RRAP M&DS IS Provenance Reporting
Overview
To assist in M&DS’s ability to report on modelling activities, the Provena information system has been extended to generate regular CSV reports of modelling activities.
These CSV reports are automatically generated and stored securely each day.
Accessing Provenance Reports
If the normal ability to view and interrogate Provena provenance is unsufficient, you could talk to your system maintainer and request access to the reports. For now, this will be on a case-by-case basis, but if regular reporting becomes a priority please feel free to raise this issue and regular delivery or direct user access can be considered.
Understanding Provenance Reports
Provenance reports are exported in a CSV format, including a header row.

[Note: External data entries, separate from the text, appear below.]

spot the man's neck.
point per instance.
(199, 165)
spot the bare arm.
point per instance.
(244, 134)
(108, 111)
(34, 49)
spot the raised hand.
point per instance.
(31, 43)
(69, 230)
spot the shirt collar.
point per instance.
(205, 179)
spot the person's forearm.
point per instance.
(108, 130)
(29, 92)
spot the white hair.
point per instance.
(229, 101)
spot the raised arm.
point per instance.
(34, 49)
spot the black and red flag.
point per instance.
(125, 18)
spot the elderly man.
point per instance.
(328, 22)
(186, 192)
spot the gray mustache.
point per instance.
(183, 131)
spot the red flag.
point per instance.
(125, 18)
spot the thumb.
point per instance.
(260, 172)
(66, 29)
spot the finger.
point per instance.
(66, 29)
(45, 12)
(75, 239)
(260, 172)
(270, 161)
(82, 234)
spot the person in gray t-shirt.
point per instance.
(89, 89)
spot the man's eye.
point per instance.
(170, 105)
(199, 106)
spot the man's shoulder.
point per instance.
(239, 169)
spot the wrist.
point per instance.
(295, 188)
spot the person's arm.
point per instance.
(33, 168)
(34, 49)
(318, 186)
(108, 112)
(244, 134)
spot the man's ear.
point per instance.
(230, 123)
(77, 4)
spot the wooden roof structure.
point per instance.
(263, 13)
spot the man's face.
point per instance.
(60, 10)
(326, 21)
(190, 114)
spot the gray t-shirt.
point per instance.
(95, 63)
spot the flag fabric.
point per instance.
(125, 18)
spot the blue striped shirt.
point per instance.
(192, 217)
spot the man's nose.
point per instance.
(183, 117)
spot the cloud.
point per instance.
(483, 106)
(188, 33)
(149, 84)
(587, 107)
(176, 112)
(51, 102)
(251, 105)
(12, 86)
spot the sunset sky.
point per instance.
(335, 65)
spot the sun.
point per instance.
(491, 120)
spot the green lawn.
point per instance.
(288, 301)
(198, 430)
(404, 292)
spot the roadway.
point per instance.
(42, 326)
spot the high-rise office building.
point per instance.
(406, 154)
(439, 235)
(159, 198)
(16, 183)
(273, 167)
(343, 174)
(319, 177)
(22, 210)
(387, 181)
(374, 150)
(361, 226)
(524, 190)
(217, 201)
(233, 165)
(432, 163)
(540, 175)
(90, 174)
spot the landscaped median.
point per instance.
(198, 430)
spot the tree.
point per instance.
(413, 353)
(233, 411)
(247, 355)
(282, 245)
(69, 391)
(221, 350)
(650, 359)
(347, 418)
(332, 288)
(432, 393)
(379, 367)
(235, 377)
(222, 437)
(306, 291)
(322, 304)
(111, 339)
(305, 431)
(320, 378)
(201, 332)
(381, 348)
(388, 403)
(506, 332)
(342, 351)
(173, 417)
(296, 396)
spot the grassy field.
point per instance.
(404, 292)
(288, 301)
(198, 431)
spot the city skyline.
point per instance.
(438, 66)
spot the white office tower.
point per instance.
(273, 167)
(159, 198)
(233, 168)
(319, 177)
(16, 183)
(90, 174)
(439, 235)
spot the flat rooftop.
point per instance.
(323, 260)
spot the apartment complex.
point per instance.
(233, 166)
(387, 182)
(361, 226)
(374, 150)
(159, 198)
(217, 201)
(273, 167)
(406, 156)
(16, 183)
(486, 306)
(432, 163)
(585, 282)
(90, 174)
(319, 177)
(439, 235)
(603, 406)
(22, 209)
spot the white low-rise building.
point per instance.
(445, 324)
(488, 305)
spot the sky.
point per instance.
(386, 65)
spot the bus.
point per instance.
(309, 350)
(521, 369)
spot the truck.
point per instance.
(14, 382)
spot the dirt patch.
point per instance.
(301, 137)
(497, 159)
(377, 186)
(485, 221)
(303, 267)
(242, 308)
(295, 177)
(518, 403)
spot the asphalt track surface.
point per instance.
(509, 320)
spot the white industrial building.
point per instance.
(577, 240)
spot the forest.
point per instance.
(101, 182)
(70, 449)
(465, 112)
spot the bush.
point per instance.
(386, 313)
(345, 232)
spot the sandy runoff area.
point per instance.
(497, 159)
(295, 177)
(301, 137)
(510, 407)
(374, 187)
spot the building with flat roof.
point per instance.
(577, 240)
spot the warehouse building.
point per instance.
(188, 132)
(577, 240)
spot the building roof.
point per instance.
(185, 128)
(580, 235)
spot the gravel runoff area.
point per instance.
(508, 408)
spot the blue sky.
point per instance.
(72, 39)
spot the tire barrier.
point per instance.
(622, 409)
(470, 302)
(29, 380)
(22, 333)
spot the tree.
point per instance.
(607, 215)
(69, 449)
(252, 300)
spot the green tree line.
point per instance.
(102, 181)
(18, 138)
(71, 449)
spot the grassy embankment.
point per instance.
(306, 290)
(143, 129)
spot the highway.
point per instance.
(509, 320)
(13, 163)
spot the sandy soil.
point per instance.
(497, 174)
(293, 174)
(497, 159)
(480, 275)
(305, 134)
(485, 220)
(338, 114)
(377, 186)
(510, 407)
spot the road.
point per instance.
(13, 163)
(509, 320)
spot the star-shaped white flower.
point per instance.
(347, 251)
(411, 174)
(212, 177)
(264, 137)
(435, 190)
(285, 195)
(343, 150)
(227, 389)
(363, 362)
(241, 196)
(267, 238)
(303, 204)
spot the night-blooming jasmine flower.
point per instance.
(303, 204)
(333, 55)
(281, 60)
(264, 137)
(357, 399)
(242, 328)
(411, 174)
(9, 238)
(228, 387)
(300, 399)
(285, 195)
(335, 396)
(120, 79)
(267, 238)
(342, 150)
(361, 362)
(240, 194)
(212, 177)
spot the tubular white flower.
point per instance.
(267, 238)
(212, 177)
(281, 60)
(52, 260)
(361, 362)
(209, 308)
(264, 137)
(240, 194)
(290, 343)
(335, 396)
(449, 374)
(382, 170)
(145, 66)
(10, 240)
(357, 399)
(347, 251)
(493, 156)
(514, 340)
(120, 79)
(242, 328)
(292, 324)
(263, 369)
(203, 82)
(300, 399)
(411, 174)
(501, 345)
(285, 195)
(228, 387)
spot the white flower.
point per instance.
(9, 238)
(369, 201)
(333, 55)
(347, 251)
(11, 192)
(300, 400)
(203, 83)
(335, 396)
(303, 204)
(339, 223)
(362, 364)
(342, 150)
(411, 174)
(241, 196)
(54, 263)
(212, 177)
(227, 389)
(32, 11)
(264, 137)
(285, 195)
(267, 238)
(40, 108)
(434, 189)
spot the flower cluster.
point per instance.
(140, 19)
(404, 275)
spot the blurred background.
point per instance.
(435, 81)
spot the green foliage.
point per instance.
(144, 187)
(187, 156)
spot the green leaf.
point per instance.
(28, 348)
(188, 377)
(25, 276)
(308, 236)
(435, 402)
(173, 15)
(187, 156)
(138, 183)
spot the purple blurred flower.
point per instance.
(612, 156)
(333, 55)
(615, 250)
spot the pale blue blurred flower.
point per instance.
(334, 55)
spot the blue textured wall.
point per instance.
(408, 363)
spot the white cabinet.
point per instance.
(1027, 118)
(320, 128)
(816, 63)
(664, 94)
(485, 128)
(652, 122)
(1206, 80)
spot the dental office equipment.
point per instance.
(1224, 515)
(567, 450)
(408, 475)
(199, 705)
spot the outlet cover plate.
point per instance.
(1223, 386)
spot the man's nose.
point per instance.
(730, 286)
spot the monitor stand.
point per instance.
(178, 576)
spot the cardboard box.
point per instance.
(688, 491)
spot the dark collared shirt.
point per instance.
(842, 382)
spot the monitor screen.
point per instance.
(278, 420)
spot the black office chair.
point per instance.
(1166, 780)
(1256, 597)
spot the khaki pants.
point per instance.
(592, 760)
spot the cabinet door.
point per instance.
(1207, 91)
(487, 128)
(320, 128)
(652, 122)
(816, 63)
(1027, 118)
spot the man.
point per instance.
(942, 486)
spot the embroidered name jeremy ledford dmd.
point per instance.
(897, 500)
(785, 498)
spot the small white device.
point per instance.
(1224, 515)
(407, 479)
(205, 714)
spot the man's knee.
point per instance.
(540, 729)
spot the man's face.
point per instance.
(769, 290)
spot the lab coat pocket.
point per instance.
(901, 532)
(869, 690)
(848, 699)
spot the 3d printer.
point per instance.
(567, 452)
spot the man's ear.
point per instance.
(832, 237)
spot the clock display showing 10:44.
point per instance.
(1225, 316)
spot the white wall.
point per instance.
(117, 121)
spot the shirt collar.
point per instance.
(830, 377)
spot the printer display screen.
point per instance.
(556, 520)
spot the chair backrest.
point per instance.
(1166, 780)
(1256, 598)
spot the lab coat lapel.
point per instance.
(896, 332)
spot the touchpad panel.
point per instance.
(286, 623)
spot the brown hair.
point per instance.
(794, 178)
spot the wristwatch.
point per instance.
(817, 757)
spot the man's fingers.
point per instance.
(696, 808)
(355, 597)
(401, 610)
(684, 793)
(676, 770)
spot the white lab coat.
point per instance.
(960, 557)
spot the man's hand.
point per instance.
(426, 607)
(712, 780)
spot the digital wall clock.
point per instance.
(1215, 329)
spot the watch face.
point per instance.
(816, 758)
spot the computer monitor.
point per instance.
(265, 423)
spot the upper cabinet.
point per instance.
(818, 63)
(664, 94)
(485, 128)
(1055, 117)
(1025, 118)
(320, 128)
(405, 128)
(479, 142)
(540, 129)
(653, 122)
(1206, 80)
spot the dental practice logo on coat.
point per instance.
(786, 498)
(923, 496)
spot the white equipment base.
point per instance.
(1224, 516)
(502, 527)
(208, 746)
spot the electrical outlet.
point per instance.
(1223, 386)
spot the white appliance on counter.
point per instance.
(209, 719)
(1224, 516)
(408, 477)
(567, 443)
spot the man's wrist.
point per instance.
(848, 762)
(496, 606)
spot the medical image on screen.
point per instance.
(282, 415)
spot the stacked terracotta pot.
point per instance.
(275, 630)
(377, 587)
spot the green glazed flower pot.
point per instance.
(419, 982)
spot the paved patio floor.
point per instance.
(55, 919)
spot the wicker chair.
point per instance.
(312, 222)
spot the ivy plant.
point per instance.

This makes them suitable for direct ingestion into Excel, or similar tools.
The following columns are included:
- Agent (and name/id): The Registry Person associated with this Model Run, including additional columns for the Person’s Name and ID
- Organisation (and name/id): The Registry Organisation (optionally) associated with this Model Run, including additional columns for the Organisation’s Name and ID
- Model (and name/id/version): The Registry Model associated with this Model Run (linked through the Model Run Workflow Template), including additional columns for the name, ID and version
- Start Time/End Time: The start/end time of the Model Run, in the timezone specified by the exporter (currently set to AEDT+11:00)
- Model Run ID: The ID of the Model Run
- Model Run Template ID: The ID of the Model Run Workflow Template which this Model Run satisfies
- Model Run Description: The description associated at submission time for this Model RUn
- Input ID (and name): The ID of the dataset used as input to the model run (if any), including an additional column for the Dataset name
- Output ID (and name): The ID of the dataset used as output to the model run (if any), including an additional column for the Dataset name
- Additional Annotations*: Model Run’s can include additional annotations, as specified in the Model Run Workflow Template. Any annotation from any model run is included as a separate column. If that annotation is not present in other model runs, the cell is empty.
Info! Model Runs can include multiple input/output datasets. In such cases, a single model run will occupy multiple rows, with each row sharing all common column values except the distinct dataset details. The Model Run ID can be used to ensure rows are unique. For example, avoid counting model runs by using the number of rows.